Director of Indigenous Studies
Kimpel Hall 333
The Indigenous Studies minor invites discovery of alternative world views, ecological relationships, societies, religions, arts, and governments of indigenous peoples in North America and beyond from antiquity to the present. Immersed in this inherently interdisciplinary field of study, students have the opportunity to master and employ its many theories and methodologies, debates and issues, in often comparative contexts. Such exposure and training prepares those who achieve the minor for graduate work in the humanities, business, law, and the sciences as they pertain to indigenous peoples, but also for any career that requires a supple knowledge of cultural difference between Arkansas and an increasingly global world.
Requirements for a Minor in Indigenous Studies
Students seeking the minor in Indigenous Studies must complete three courses, one from each of three core groups: Culture, History and Literature. Students then complete two additional elective courses from the list below for a total of 15 credit hours. Other courses not listed below may serve the requirements, although only as approved by the Indigenous Studies program director. Only 6 credit hours can count toward requirements of other majors or minors.

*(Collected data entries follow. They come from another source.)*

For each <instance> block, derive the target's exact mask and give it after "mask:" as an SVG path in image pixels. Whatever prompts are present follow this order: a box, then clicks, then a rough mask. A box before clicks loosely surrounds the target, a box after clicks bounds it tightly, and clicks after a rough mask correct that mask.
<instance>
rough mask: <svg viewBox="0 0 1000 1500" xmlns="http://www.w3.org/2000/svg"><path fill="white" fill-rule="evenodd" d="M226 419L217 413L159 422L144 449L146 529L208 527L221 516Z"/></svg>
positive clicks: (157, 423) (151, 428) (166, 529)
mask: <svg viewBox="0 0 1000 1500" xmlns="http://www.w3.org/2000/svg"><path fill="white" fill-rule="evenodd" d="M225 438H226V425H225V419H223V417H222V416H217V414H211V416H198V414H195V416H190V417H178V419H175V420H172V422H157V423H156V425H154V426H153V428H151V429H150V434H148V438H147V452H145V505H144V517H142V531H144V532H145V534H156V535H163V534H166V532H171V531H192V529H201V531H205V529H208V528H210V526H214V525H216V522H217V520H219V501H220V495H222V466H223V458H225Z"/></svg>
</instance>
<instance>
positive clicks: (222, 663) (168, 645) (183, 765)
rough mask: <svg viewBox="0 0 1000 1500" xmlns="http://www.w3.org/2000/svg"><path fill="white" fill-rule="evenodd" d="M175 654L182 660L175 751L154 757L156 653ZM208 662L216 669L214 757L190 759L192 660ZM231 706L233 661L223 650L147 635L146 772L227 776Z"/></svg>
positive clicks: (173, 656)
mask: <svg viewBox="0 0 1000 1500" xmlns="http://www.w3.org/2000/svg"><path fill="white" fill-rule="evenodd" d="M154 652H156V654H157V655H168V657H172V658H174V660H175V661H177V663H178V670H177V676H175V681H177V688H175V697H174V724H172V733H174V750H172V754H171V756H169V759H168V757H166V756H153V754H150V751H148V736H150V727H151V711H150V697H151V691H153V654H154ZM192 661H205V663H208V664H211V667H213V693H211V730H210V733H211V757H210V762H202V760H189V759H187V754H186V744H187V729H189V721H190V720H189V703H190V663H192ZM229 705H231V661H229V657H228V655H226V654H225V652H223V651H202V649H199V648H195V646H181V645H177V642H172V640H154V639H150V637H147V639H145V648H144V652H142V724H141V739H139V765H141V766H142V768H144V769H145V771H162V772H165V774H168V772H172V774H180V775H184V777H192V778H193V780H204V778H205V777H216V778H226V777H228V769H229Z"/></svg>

|ANTH 3213||Indigenous Peoples of North America: Anthropological Perspectives (Irregular)||3|
|ANTH 3263||Indians of Arkansas and the South (Odd years, Sp)||3|
|ANTH 3473||North American Prehistory (Irregular)||3|
|ANTH 3533||Medical Anthropology (Irregular)||3|
|ANTH 4143||Ecological Anthropology (Irregular)||3|
|HIST 3263||History of the American Indian (Fa)||3|
|COMM 3983||Special Topics (Sp, Su, Fa)||3|
|ENGL 3553||Topics in Native American Literature and Culture (Irregular) 1||3|
|ENGL 4553||Studies in Native American Literature and Culture (Irregular) 1||3|
|WLLC 4043||The Early French in North America (Fa) 2||3|
|WLLC 4053||The Colonial French in the Mississippi Valley (Sp) 2||3|
Topics and studies include over a dozen courses.
Courses focus on early indigenous and French encounters in the Canadian Quebec region and along the Lower Mississippi River Valley, including the Arkansas area, respectively, combining ethnohistory and literary study of accounts found in original documents. Taught in English language.